Ici il y a du thym, du basilic, du curcuma, trois sortes de menthe, et bientôt de la lavande, dit fièrement Lia de Souza en dressant un improbable inventaire botanique: nous sommes dans une favela proche de Sao Paulo.

Une habitante travaille dans un potager de la favela verte de Vila Nova Esperança, le 14 février 2020, à la périphérie de Sao Paulo, au Brésil I AFP / Nelson ALMEIDA
Dans le grand potager, la Brésilienne de 57 ans donne ses instructions au garçon qui apporte une brouette de cette terre rouge sur laquelle tout pousse: papayers, bananiers et même bougainvillées fuchsia et hortensias roses.
Nous avons aussi toutes sortes de plantes médicinales, se réjouit Lia.
Sur la parcelle de culture écologique, elle montre aussi la serre pleine de semis et, plus loin, le compost. Dans la favela verte de Vila Nova Esperança, dont Lia est élue leader depuis dix ans, rien ne se perd, tout se récupère. Ici règne l’éthique de la permaculture: à une heure du centre de la mégapole congestionnée de Sao Paulo, la favela, qui domine la luxuriante Mata (forêt) atlantica, se veut respectueuse de l’environnement, des hommes, autosuffisante et fondée sur le partage. Bien sûr les roses et les marguerites du jardin n’empêchent pas Vila Nova Esperança de ressembler aux 1.650 favelas du grand Sao Paulo: ruelles défoncées, maisons inachevées, canapés éventrés en plein air et sacs plastique qui volent. Mais la favela écologique de Vila Nova Esperança a reçu plusieurs prix et a son compte Facebook. C’est dans cette communauté de 3.000 âmes que Lia l’espérance, comme on l’appelle aussi, a bâti son rêve.
« Préserver la nature »
Le chignon en bataille, elle empoigne à main nue la terre qu’elle jette par paquets sur le mur de la ludothèque où viendront jouer les enfants. Le barro, ce mélange d’argile et de ciment, remplace les briques. C’est moins cher et en plus ça préserve la nature, explique Lia, le visage maculé de terre ocre, mais rayonnant. Ailleurs, des matériaux recyclés sont utilisés.

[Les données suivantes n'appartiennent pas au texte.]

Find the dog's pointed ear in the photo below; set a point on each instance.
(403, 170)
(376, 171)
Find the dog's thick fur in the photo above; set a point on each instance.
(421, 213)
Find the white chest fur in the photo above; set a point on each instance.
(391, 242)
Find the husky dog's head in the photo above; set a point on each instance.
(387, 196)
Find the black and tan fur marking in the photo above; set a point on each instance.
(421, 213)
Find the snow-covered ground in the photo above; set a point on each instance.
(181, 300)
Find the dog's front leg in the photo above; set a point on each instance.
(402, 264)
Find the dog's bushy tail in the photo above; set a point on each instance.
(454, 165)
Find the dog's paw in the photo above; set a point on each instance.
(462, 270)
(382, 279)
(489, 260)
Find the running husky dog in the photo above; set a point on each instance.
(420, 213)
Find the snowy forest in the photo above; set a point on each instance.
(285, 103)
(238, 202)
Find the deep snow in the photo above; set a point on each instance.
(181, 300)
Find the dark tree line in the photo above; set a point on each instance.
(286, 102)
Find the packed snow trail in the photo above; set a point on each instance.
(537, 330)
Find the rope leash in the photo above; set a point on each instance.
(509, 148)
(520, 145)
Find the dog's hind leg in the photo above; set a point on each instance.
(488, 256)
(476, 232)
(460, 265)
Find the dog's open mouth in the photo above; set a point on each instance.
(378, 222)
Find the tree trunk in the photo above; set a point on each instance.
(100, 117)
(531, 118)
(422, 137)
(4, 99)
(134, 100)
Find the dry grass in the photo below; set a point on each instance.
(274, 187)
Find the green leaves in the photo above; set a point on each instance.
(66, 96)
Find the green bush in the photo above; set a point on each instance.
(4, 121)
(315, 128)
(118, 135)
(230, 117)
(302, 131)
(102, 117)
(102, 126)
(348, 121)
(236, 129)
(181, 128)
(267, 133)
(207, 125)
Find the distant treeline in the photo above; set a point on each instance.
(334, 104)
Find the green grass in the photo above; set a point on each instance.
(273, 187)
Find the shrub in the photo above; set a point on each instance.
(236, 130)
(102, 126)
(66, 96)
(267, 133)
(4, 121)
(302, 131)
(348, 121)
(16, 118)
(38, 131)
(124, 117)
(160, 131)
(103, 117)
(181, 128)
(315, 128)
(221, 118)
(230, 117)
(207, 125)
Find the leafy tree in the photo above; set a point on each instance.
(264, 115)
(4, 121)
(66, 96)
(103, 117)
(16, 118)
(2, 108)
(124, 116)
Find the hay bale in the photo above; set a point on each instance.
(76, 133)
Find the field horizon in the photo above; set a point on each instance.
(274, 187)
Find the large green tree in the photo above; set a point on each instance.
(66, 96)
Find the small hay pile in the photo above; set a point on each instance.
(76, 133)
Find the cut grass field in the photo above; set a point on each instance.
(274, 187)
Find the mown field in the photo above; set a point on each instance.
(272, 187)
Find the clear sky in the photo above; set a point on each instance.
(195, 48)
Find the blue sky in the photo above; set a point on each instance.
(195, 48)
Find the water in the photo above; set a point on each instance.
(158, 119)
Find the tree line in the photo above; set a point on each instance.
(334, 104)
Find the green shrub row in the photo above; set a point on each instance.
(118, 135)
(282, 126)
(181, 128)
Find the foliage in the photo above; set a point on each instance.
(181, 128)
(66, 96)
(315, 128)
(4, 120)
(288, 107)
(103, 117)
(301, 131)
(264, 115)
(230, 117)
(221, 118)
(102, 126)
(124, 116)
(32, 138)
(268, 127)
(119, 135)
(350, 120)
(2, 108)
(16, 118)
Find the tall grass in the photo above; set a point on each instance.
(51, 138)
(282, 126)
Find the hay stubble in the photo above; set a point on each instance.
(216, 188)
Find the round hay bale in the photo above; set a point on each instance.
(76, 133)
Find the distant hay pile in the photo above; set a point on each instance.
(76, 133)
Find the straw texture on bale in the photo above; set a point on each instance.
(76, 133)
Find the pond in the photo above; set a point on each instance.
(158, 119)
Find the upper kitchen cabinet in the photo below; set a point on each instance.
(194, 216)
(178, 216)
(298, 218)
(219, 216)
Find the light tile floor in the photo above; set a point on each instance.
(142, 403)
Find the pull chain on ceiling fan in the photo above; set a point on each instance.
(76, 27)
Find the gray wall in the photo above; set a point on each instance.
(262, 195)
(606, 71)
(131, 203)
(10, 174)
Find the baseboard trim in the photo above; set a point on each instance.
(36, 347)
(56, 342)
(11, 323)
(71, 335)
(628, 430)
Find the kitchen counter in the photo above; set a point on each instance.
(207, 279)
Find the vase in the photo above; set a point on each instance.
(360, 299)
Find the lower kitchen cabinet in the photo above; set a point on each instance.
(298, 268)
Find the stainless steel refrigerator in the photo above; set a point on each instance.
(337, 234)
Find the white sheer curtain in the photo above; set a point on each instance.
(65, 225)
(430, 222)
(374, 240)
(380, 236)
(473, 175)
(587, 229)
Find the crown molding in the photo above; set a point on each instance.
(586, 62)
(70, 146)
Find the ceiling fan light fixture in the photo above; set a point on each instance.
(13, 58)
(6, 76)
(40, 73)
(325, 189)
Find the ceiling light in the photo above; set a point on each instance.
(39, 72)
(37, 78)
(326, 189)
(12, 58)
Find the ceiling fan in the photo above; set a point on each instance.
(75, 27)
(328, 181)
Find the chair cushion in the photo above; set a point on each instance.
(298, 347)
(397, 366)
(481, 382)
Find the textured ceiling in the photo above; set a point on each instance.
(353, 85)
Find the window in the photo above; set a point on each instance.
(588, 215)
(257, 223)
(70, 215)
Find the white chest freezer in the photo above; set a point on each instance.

Quand je suis arrivée à Vila Nova Esperança, il n’y avait rien, raconte-t-elle. Aujourd’hui, nous avons un théâtre, une bibliothèque pour apporter la culture aux habitants, une cuisine communautaire, un lac où les enfants peuvent se baigner. Et ce potager qui ne cesse de grandir.
Rodrigo Calisto, un ingénieur civil qui prête main forte à Lia, montre un bassin de pierre qui va accueillir un vivier de tilapias. Avant d’être mangés, les poissons mangeront les moustiques. C’est pour les problèmes de dengue, explique le jeune homme qui peut mobiliser, le weekend, une trentaine de bénévoles pour travailler dans la favela. En empilant de gros sacs remplis de terre, ils ont construit des retenues contre les glissements de terrain souvent dramatiques pour les favelas lors des pluies torrentielles.
Maintenant il n’y a plus de danger pour les maisons en contre-bas, explique l’ingénieur, qui a aussi mis au point un système de récupération des eaux de pluie.
C’est une joie pour moi que la nature nous montre comment il faut vivre. On n’a pas besoin d’aller à l’université !, s’exclame Lia.